I have bipolar disorder and have been on treatment for 9 years. I have recently switched mood stabilizers (doctor’s orders) and I am also going back to college to get my bachelor’s degree at the age of thirty. Between the daily stress with the kids and running a household and the stress of a major life change, my husband is taking every good mood as a sign of mania. He is hyper-vigilant for it, which is great that he cares so much. He is, however, also driving me nuts. The thing is, I myself am not sure when I need to seek help for a manic episode. My episodes tend to be very mild and rather rare. So how do I know that it has gotten bad enough that I need a doctor’s help now as opposed to waiting a day or two till I can talk to my therapist? Anything you can tell me would be greatly appreciated. Thanks in advance.

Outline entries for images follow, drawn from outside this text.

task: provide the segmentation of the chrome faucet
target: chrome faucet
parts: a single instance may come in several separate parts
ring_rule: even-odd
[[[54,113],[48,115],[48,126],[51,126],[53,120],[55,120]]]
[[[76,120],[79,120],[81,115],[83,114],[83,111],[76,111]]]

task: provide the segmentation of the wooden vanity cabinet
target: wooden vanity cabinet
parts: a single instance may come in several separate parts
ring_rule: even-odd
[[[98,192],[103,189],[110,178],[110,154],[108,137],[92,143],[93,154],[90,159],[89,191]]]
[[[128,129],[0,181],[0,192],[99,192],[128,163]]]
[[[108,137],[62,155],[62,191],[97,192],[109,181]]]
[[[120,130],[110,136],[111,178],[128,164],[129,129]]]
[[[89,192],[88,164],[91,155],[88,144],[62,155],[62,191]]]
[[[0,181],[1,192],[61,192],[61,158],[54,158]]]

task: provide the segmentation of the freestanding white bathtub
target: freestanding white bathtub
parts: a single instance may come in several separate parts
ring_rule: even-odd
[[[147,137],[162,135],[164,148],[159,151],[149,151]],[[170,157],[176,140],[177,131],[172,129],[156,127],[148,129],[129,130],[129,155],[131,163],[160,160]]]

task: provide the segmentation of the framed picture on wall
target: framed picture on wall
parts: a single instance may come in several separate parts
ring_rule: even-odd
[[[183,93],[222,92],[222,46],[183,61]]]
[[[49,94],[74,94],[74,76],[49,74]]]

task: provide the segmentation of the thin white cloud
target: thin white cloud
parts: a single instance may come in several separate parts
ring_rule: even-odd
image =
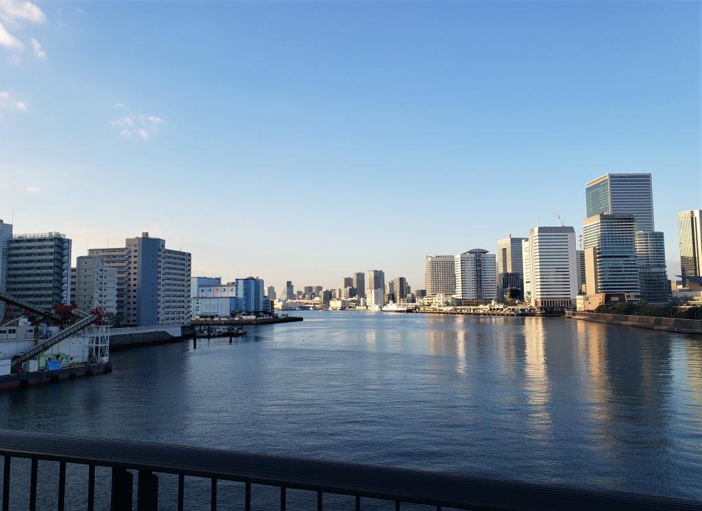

You have asked a very good question but it is difficult to answer because mood is relative. “Normal” mood varies considerably person-to-person. I would discuss this question with your therapist who presumably has had the opportunity to experience the variation in your moods. He or she most likely would know what would constitute mania for you or simply a good mood.

It also would be helpful to create a description of what characterizes your good moods and what characterizes a manic episode. What are the differences? What would your husband say the differences are? What would your therapist say the differences are? Together, you and your therapist and husband, could attempt to create a definitive list. This information could be a valuable tool for you and could help resolve disagreements between you and your husband.

Another idea to discuss with your therapist, would be calling him or her during the height of a suspected manic episode. Agree in advance that you will allow your therapist to determine whether you are experiencing mania or just a good mood. If you designate your therapist as the arbiter, it might help to reduce your husband’s anxiety. In addition, create a plan for handling each possible outcome. For instance, if your therapist suspects mania, you will agree to call your psychiatrist and request a medication change or schedule an extra therapy appointment for the week. Think of it as creating an advance directive for your mood. Be certain to include your husband in all of your plans.

Congratulations on remaining in treatment, your symptom improvement and on your return to college. It is always great to hear positive stories from our readers. I wish you continued success. Please take care.